Advocacy groups are demanding the Trump-Vance administration not to deport two gay men to Iran.
MS Now on Jan. 23 reported the two men are among the 40 Iranian nationals who the White House plans to deport.
Iran is among the countries in which consensual same-sex sexual relations remain punishable by death.
The Washington Blade earlier this month reported LGBTQ Iranians have joined anti-government protests that broke out across the country on Dec. 28. Human rights groups say the Iranian government has killed thousands of people since the demonstrations began.
Rebekah Wolf of the American Immigration Council, which represents the two men, told MS Now her clients were scheduled to be on a deportation flight on Jan. 25. A Human Rights Campaign spokesperson on Tuesday told the Blade that one of the men “was able to obtain a temporary stay of removal from the” 10th U.S. Circuit Court of Appeals, and the other “is facing delayed deportation as the result of a measles outbreak at the facility where they’re being held.”
“My (organization, the American Immigration Council) represents those two gay men,” said American Immigration Council Senior Fellow Aaron Reichlin-Melnick in a Jan. 23 post on his Bluesky account. “They had been arrested on charges of sodomy by Iranian moral police, and fled the country seeking asylum.
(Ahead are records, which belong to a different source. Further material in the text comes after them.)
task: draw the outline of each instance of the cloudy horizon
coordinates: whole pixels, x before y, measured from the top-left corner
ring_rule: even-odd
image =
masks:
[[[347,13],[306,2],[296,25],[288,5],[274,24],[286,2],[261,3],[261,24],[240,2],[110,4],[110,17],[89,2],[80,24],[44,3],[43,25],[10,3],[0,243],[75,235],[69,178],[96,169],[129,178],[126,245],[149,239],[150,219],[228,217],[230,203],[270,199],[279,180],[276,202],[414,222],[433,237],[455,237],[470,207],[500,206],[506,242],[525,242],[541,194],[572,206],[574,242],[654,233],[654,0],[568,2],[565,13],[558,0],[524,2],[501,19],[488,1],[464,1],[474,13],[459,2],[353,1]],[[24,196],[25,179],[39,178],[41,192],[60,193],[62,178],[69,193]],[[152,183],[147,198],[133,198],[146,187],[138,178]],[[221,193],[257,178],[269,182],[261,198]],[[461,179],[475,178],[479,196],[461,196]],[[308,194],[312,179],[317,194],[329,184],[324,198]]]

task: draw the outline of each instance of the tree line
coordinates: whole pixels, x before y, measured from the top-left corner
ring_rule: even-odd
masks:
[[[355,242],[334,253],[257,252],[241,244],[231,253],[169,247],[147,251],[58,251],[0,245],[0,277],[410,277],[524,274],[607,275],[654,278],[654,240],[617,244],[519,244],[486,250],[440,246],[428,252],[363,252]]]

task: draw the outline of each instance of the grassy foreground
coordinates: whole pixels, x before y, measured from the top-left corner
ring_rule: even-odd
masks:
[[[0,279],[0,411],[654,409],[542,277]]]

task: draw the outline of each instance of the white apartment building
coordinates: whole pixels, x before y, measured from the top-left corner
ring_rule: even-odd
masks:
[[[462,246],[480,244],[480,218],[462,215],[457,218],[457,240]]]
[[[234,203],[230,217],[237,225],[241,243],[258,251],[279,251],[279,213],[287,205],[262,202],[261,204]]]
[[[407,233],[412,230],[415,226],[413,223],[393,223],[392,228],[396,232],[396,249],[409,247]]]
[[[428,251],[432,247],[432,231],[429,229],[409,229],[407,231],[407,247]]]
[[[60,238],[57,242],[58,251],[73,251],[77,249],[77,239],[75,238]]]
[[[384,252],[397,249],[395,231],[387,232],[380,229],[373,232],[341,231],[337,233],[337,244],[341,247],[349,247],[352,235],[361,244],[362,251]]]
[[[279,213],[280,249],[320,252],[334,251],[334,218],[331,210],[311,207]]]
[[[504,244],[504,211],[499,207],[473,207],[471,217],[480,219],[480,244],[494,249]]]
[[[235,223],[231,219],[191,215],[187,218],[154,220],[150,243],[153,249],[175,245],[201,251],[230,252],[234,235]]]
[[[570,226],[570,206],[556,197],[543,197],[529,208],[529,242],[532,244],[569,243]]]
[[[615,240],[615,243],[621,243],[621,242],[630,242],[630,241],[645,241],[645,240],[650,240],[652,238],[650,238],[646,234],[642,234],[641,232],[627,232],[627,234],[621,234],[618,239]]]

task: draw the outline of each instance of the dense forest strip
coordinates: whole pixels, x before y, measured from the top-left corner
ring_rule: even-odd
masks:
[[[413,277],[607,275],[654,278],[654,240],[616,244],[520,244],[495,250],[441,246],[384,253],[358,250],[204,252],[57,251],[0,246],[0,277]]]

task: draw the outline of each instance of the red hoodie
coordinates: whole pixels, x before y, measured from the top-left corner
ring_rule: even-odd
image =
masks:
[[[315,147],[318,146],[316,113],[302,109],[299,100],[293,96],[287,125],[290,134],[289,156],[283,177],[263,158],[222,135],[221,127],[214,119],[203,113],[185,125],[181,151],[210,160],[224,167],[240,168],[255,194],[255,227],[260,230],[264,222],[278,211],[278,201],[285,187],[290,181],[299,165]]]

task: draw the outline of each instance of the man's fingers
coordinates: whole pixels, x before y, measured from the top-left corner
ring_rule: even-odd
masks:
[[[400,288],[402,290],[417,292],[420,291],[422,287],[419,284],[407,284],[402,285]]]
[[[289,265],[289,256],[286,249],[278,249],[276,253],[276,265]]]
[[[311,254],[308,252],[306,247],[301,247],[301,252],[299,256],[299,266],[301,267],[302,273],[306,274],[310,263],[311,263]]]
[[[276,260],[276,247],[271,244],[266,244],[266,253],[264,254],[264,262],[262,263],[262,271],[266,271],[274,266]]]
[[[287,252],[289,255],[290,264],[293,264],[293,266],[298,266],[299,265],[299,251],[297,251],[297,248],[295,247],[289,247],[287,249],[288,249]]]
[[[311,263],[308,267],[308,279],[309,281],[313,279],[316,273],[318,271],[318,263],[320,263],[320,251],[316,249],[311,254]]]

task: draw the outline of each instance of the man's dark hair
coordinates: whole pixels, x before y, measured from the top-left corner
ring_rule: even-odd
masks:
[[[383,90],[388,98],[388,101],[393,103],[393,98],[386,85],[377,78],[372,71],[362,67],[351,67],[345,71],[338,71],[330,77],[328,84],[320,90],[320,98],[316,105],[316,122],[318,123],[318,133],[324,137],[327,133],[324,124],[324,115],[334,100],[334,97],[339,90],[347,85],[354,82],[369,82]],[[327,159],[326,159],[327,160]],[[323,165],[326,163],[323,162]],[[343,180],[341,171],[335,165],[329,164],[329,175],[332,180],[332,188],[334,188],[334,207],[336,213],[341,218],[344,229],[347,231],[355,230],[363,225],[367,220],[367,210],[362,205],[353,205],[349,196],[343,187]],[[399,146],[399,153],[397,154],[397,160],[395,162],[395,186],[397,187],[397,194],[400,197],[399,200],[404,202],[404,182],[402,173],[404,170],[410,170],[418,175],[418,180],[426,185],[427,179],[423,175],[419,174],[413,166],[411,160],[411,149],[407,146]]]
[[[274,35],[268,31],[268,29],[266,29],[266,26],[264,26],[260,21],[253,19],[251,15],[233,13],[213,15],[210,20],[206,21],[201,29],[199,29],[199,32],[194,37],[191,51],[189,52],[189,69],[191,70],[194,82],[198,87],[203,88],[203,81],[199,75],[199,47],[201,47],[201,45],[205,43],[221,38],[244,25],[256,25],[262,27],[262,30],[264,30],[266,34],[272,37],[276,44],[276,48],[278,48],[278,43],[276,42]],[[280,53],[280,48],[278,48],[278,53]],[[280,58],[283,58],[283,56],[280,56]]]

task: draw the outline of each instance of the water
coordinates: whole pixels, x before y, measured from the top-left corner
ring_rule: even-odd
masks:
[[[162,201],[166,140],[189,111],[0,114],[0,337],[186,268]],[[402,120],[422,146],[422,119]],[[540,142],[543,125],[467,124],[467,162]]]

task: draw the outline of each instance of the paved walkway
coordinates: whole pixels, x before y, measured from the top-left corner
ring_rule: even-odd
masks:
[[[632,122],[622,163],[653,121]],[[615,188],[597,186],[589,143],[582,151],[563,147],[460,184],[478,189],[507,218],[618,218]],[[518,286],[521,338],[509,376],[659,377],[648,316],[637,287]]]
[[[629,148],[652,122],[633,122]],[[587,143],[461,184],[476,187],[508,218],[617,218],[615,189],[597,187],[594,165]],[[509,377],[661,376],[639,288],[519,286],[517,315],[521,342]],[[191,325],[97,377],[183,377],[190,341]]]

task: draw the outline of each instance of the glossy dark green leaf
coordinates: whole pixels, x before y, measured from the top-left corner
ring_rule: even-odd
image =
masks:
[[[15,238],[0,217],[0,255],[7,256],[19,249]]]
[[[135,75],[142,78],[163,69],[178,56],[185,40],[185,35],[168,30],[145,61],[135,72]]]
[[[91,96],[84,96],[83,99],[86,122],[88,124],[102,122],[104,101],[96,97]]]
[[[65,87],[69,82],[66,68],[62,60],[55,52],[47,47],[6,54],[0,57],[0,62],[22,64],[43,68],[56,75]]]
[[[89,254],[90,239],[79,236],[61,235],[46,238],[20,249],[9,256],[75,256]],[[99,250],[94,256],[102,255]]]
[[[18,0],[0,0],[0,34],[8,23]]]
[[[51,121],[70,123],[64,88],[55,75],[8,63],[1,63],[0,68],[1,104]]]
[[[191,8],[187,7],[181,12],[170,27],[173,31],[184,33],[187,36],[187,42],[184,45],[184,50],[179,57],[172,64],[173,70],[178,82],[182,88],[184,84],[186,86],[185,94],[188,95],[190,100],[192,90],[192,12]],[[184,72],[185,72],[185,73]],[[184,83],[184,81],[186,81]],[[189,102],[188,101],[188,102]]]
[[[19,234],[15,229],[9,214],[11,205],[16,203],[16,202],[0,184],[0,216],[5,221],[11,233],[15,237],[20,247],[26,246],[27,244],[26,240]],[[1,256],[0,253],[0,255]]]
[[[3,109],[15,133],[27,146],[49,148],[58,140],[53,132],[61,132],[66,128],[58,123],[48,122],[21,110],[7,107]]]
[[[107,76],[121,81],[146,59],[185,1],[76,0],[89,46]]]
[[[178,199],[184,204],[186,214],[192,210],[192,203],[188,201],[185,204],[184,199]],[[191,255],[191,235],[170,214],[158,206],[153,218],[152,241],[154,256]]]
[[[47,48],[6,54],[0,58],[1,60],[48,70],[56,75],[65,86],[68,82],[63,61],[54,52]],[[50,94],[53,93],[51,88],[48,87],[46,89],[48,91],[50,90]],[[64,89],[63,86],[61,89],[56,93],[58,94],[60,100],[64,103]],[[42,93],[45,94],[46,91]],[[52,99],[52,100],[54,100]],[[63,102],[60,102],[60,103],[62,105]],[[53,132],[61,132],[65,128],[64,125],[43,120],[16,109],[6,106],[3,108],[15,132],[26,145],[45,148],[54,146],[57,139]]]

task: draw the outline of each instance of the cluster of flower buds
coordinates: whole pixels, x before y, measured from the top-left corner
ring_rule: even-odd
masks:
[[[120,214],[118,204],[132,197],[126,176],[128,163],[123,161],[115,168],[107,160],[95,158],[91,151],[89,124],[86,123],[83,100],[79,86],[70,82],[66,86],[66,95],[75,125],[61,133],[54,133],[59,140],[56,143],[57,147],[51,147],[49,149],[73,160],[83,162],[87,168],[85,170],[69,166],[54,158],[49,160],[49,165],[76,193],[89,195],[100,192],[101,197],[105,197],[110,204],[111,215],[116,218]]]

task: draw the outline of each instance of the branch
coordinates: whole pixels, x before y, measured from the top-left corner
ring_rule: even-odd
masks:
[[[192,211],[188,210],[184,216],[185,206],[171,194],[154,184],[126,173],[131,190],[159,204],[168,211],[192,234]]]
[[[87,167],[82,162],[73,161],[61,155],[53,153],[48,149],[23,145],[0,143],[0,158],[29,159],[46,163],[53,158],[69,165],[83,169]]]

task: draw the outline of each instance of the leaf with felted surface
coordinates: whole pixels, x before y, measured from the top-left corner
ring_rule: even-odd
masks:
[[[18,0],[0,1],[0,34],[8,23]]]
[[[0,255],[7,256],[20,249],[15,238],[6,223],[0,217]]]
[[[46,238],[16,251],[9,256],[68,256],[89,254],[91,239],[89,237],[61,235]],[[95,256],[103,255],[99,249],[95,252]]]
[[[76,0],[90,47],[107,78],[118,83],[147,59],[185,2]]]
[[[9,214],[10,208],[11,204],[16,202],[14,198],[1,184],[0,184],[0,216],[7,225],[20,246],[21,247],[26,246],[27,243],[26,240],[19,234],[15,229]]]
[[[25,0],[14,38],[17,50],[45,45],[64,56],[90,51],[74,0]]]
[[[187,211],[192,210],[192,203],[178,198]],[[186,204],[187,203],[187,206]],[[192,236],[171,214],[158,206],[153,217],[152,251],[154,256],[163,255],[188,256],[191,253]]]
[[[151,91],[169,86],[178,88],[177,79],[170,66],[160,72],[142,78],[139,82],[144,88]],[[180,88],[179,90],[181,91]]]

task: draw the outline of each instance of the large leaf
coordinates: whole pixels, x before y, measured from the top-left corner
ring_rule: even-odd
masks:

They face the death penalty if returned, yet the Trump (administration) denied their asylum claims in a kangaroo court process.”
“They are terrified,” added Reichlin-Melnick.
My org @immcouncil.org represents those two gay men. They had been arrested on charges of sodomy by Iranian moral police, and fled the country seeking asylum. They face the death penalty if returned, yet the Trump admin denied their asylum claims in a kangaroo court process.
They are terrified.
— Aaron Reichlin-Melnick (@reichlinmelnick.bsky.social) January 23, 2026 at 8:26 AM
Reichlin-Melnick in a second Bluesky post said “deporting people to Iran right now, as body bags line the street, is an immoral, inhumane, and unjust act.”
“That ICE is still considering carrying out the flight this weekend is a sign of an agency and an administration totally divorced from basic human rights,” he added.
Deporting people to Iran right now, as body bags line the street, is an immoral, inhumane, and unjust act. That ICE is still considering carrying out the flight this weekend is a sign of an agency and an administration totally divorced from basic human rights. www.ms.now/news/trump-d…
— Aaron Reichlin-Melnick (@reichlinmelnick.bsky.social) January 23, 2026 at 8:27 AM
HRC Vice President of Government Affairs David Stacy in a statement to the Blade noted Iran “is one of 12 nations that still execute queer people, and we continue to fear for their safety.” Stacy also referenced Renee Good, a 37-year-old lesbian woman who a U.S. Immigration and Customs Enforcement agent shot and killed in Minneapolis on Jan. 7, and Andry Hernández Romero, a gay Venezuelan asylum seeker who the Trump-Vance administration “forcibly disappeared” to El Salvador last year.
“This out-of-control administration continues to target immigrants and terrorize our communities,” said Stacy. “That same cruelty murdered Renee Nicole Good and imprisoned Andry Hernández Romero. We stand with the American Immigration Council and demand that these men receive the due process they deserve. Congress must refuse to fund this outrage and stand against the administration’s shameless dismissal of our constitutional rights.”